Kazakhstan looks set to hold its position as the leading uranium producing country in 2011. State firm KazAtomProm reported today that Kazakh output during the first quarter of 2011 was 777.4 tonnes, 7.3% above its planned production of 724.4 tonnes and up some 24% on the same period last year.
Cameco's McArthur River/Key Lake mine in Canada remained the world's largest uranium-producing mine in 2010, with output of 7654 tonnes, up from 7339 tonnes in 2009. Although its output dropped from 4444 tonnes in 2009 to 3216 tonnes in 2010, Energy Resources of Australia's (ERA's) Ranger mine in Australia maintained its second position. Rio Tinto's Rössing mine in Namibia was the third-largest producing mine with production of 3077 tonnes in 2010, down from 3520 tonnes in 2009.

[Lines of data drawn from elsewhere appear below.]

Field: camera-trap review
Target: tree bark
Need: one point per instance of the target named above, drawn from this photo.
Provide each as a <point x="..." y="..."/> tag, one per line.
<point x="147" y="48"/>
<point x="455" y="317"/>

Although conventional underground and open-pit mining techniques remained the main method for uranium extraction, with 53% of output coming from via these techniques, the use of in-situ leach (ISL) technology has gained popularity. In 2009, some 36% of uranium was extracted using ISL technology, while in 2010 this figure jumped to 41%. Production of uranium as a by-product of other minerals fell slightly from 7% of total production in 2009 to 5% in 2010.